11. To sum up, when landlord refuses to receive rent for any month, it is open to tenant to opt for Section 8 which is, not mandatory but only directory. But having opted for Section 8, by issuing notice under Section 8(2), the tenant has -to follow diligently the steps stated in Section 8(3) to Section 8(5) namely, if landlord refuses to nominate the Bank, he has to send the rent by M.O. deducting the M.O. commission and continue to remit in the same manner till landlord expresses his willingness to accept the rent or specifies the Bank. If the landlord refuses to receive rent so sent by M.O., the tenant has to deposit it in court by filing application under Section 8(5).

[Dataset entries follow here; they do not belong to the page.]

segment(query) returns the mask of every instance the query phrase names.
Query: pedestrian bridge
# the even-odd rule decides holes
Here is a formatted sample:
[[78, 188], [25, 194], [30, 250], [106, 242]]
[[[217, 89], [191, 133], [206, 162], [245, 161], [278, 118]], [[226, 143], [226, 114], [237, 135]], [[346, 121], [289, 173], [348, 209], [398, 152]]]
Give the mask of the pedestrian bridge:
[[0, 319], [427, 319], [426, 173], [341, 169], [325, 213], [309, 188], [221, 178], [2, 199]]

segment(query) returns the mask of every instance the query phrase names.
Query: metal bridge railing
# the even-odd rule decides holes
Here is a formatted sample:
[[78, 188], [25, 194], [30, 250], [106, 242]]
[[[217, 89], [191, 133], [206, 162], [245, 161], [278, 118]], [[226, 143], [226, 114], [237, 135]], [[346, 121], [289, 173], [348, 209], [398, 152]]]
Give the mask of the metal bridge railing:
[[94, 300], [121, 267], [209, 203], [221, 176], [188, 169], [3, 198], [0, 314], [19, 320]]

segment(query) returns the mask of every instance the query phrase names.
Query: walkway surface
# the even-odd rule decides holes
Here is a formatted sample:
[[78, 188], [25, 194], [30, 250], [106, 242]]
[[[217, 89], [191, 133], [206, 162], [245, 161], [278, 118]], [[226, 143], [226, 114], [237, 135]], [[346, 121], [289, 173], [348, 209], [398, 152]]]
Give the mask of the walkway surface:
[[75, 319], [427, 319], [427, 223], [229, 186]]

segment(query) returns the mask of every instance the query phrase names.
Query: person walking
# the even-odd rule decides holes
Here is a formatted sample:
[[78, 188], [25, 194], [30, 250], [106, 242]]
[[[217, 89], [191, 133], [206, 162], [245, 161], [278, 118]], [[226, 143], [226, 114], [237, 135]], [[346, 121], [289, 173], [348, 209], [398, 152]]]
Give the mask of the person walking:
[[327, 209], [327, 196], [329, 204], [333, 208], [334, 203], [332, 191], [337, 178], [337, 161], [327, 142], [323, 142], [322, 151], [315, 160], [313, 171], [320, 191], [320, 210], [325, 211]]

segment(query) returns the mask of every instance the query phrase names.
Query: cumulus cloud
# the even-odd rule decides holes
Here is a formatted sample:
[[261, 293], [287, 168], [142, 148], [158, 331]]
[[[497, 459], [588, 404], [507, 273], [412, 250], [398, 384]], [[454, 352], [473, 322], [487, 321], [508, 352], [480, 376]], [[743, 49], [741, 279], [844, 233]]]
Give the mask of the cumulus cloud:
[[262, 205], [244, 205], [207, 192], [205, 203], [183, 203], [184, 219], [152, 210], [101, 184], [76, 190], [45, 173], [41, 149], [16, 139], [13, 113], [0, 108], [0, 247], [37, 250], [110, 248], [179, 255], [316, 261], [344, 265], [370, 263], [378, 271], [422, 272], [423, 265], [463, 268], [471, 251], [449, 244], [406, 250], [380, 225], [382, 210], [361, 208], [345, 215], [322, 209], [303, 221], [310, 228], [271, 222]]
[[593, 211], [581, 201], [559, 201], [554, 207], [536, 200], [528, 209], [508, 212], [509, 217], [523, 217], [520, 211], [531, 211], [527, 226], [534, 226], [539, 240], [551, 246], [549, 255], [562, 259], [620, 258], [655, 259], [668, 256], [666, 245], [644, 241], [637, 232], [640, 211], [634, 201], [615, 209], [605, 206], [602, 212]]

But mere filing of application does not absolve the tenant from obligation to remit the rent before the due date. He has to obtain orders from the court for immediate deposit or deposit the rent in a separate Bank account in order to show his bona fides. The question whether in case the tenant does not opt for Section 8, he is bound to continue to remit rent by M.O. every month or he can stop paying rents subsequently, does not arise in this case. Applying these principles to the facts of the case, Ex.B-1 and Ex.B-3 are not proved as true and the tenants have deposited the rents for the period from November, 1991, only on 20-10-1992. Even assuming that Ex. B-l, Ex.B-3 and Ex.13-4 are true, the tenants having opted for Section 8 and issued notice contemplated in Sub-section (2), failed to remit the rents in -accordance with the procedure mentioned in Sub-section(3) to (5). Thus, it has to be held that the tenants have committee) wilful default in payment of rents for the period from November, 1991 to August, 1992.
12. The C.R.P. is accordingly dismissed. No costs, FIVE MONTHS TIME is granted to the tenants to vacate the premises subject to the condition of their paying rents in time.